Changing VM Update Strategy¶
vm_strategy property was added to the
update section of deployment manifests to control how VMs are updated during a deploy.
This feature was introduced in bosh/267.2.
Historically, when a VM needs to be replaced (e.g. stemcell update, networking change), the director takes time to: stop all processes, delete the VM in the IaaS, create a new VM, provision it, and start the processes. Depending on your IaaS, this process can take several minutes and, depending on your release deployment strategy, may cause downtime. This is still the default behavior, and it is called the
delete-create strategy. The following diagram represents the process flow, with grey representing potential downtime.
The new strategy is called
create-swap-delete. This strategy shifts IaaS-related and most provisioning steps to occur before the running processes on a VM are stopped. The workflow of this strategy looks like: create a new VM, provision it, stop jobs on the old VM, reattach persistent disks (if present), start jobs. One of the most noticeable impacts this has is to reduce the duration of downtime since the deployment no longer needs to wait for IaaS VM resource management while jobs are stopped.
You can see that
create-swap-delete introduces new functionality for deferring VM deletions as well. Old VMs will be "orphaned" (similar to disks) and scheduled for clean up. Typically cleanup starts within 5 minutes.

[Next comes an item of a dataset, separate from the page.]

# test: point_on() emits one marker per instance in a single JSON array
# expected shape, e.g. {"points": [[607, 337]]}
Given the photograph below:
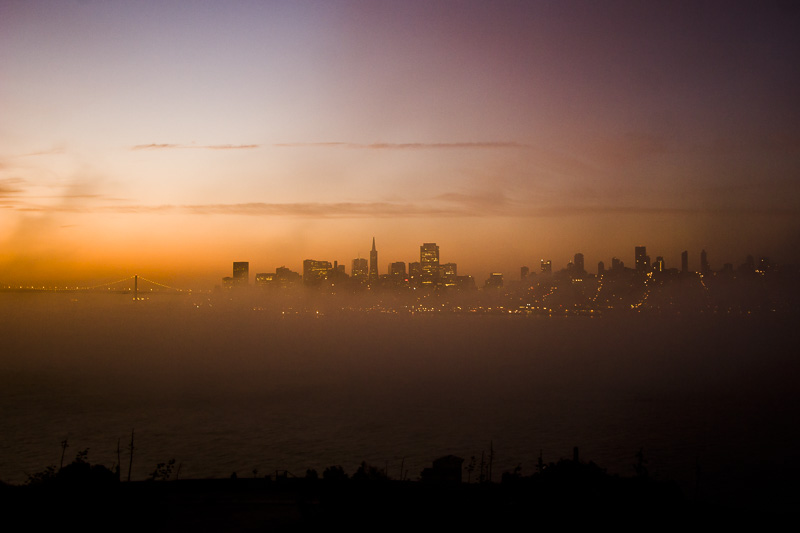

To change this behavior in your deployment, add
vm_strategy to your deployment's
update section. For example...
update: canaries: 4 ... vm_strategy: create-swap-delete
update section can be overridden at the instance group level. This allows you to opt-in or opt-out specific instance groups which need different strategies.
- H/A Tradeoff - some deployments may consider ~20s of downtime through
create-swap-deleteto be acceptable when compared to the requirements of running a component with full H/A redundancy.
- Persistent Disks - when using persistent disks, there is still a dependency on the IaaS for detaching and attaching the disk. Note: IaaSes take different periods of time for this operation, and even within the same IaaS, duration can vary.
- Reduce Deployment Time - some deployments may benefit from bulk creating VMs up front rather than as part of the instance update process. Deployment time may remain roughly the same, however, once created, the time during which VMs are being updated and needing special monitoring should be noticeably reduced.
create-swap-deletestrategy will not be used for instance groups which have networks using static IPs due to the exclusivity of the IPs in IaaSes.
- When using
create-swap-delete, your IaaS resource usage will inherently surge during the deploy while BOSH creates additional VMs in preparation for update. You may need to review any resource limits which are in effect for your IaaS and account.